Why I’m Angry: An Anti-Theist’s 78 Reasons

Why I’m Angry: An Anti-Theist’s 78 Reasons February 8, 2015
11. I am angry that the church gives the Bible to drug addicts, as if it is the answer. It works for some, but doesn’t work for others (I’ve seen this in person), and when you see the desperation in their eyes…it breaks your heart that alternatives are not offered to them.

12. I am angry that the church spends millions of dollars on buildings and salaries for ministry staff that comes from people in the congregation — the people feel obligated to pay for the very people who are perpetuating the fraud of Christianity.

13. I am angry that churches get tax-exempt status when they are heavily involved in politics.

14. I am angry that the Bible’s concept of turning the other cheek has been used to convince the underprivileged in society not to fight back.

15. I am angry that Christianity defines the entire worth of other people based on whether or not they believe one of the most fantastic stories ever told.
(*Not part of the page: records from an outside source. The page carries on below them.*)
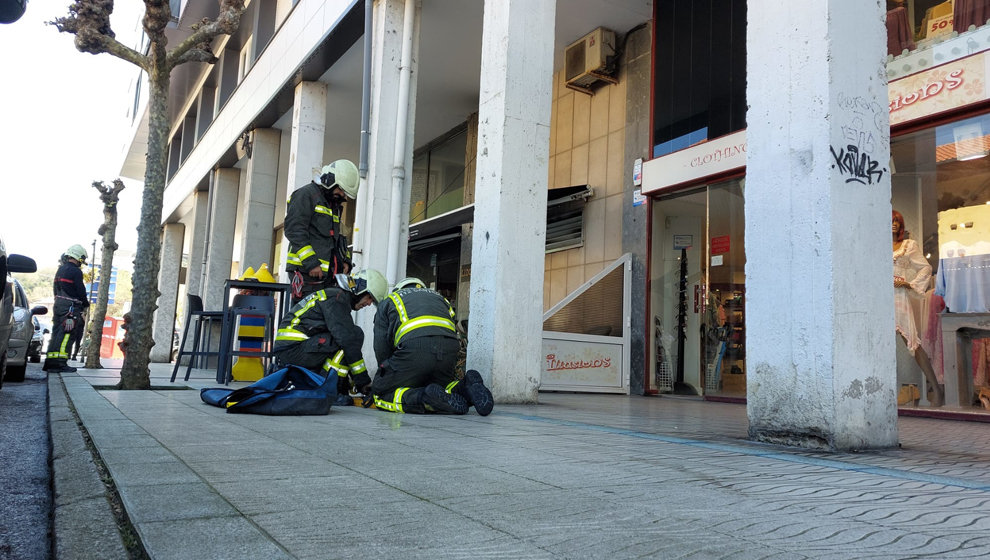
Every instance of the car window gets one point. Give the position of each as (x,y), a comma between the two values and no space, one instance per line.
(20,298)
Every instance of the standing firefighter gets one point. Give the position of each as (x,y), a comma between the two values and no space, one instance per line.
(70,301)
(318,250)
(318,333)
(416,346)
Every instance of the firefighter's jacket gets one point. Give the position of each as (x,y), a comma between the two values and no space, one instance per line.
(312,226)
(325,313)
(410,313)
(70,292)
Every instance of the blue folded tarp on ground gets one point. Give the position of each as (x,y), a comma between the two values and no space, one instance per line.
(291,391)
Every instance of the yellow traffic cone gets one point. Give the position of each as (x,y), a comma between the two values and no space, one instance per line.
(263,274)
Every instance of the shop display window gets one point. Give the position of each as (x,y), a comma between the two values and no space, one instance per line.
(438,176)
(915,24)
(941,186)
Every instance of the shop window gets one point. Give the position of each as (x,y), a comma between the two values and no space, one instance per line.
(700,72)
(565,217)
(915,24)
(941,186)
(438,176)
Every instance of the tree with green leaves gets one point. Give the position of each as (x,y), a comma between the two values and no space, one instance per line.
(89,21)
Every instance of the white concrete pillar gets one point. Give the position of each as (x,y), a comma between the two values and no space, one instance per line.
(258,208)
(168,287)
(197,245)
(376,204)
(220,248)
(819,296)
(507,250)
(309,117)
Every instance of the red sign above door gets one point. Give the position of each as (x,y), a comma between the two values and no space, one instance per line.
(720,245)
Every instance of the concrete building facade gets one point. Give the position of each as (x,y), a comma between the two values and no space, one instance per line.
(539,194)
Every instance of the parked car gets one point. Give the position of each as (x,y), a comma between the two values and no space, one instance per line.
(39,341)
(8,264)
(22,334)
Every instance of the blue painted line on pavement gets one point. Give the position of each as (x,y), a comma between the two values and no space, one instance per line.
(769,454)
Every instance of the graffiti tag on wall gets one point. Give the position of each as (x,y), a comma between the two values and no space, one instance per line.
(856,166)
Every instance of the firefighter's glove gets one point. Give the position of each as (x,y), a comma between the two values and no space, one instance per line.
(368,399)
(361,382)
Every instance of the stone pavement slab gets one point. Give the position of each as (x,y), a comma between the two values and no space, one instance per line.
(578,476)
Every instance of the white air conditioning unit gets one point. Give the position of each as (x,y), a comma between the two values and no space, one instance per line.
(586,59)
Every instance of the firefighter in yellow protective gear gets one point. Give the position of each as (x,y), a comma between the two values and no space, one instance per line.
(319,334)
(71,300)
(318,249)
(416,346)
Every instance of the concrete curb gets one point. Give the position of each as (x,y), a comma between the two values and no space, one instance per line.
(84,527)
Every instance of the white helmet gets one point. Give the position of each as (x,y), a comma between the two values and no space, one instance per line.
(408,282)
(76,252)
(342,174)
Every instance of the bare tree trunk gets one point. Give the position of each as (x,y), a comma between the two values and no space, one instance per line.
(134,374)
(89,21)
(109,196)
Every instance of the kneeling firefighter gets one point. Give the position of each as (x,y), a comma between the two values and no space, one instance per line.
(70,301)
(416,346)
(319,334)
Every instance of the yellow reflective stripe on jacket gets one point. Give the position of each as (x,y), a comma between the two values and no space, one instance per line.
(406,325)
(305,252)
(399,306)
(335,364)
(289,333)
(395,405)
(358,367)
(424,321)
(319,209)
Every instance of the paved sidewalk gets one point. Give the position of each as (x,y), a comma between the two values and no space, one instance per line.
(578,476)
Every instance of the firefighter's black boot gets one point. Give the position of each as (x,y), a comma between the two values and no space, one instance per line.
(476,393)
(435,399)
(343,391)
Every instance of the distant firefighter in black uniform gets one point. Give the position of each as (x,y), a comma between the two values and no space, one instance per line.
(70,302)
(318,249)
(416,346)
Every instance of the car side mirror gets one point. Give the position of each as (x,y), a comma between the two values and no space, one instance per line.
(20,263)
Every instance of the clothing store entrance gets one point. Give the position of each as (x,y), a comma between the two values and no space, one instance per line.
(697,292)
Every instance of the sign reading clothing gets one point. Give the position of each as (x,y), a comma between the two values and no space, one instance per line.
(704,160)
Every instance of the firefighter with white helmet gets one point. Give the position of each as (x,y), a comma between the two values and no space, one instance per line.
(319,334)
(417,349)
(70,301)
(318,249)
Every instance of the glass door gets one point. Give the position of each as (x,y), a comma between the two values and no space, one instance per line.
(697,279)
(725,309)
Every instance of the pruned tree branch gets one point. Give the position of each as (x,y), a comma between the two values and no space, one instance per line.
(89,21)
(204,32)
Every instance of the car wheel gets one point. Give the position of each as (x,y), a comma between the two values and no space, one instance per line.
(15,374)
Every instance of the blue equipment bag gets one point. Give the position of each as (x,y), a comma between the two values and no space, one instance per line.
(290,391)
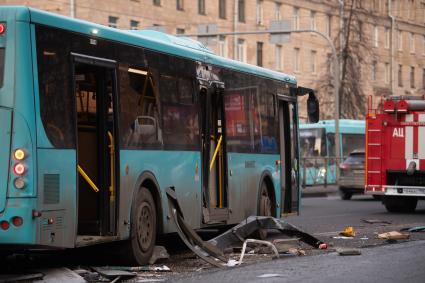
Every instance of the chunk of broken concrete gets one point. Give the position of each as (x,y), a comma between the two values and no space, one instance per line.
(393,235)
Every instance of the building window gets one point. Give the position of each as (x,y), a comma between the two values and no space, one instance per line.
(277,14)
(412,77)
(179,5)
(312,20)
(400,75)
(387,73)
(374,70)
(222,9)
(296,59)
(113,22)
(134,24)
(241,11)
(222,46)
(375,36)
(387,38)
(423,78)
(328,25)
(313,56)
(400,40)
(201,7)
(259,54)
(259,12)
(241,50)
(278,58)
(423,43)
(296,19)
(412,42)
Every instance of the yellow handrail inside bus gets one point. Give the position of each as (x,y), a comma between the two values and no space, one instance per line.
(87,178)
(112,159)
(215,152)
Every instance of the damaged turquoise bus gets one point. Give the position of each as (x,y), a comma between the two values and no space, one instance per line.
(96,123)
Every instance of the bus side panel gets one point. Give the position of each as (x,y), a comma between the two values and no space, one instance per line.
(5,122)
(170,168)
(58,197)
(245,171)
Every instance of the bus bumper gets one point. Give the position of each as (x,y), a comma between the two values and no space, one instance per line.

16. I am angry at the way Christianity utilizes verses like 2 Corinthians 10:5-6 that tell people to take every thought captive, effectively making sure its ideology traps minds.

17. I am angry that Christianity convinces people to love a dead person more than they love their own families.

18. I am angry that most Christians don’t read their Bibles carefully before sending the treacherous book to third-world countries.

19. I am angry that the dedication to faith leads many Christians to categorically reject any careful study that disproves any of their faith tenets, and yet many Christians insist they are engaging in rational debate.

“You give me the awful impression of someone who hasn’t read any of the arguments against your position ever.”

20. I am angry that people are encouraged to follow Christ for primarily emotional reasons, but when they use that same emotional reason to leave Christ, they are told that they cannot do so. Christianity often highlights people’s emotions and states that hard thinking and rationalization for your stances is unnecessary when you are in Christianity, but when you leave, suddenly your emotions are invalid, and in addition many people’s ability to rationally defend themselves is diminished by decades of encouragement for the rank and file in the congregation to “just trust God.” Furthermore, the emotion to love other people often is a reason people leave Christianity, and it is applauded UNTIL they leave Christianity. In other words, Christianity often develops emotions inside people that it controls through definition (it decides whether you are a loving person or not, for example), and then it often bars people from the rational development that it then requires from people in place of emotion once these people leave Christianity. This seems very cruel to me. I’m not making this up…there are plenty of stories from other former Christians to this effect, and I have experienced it myself.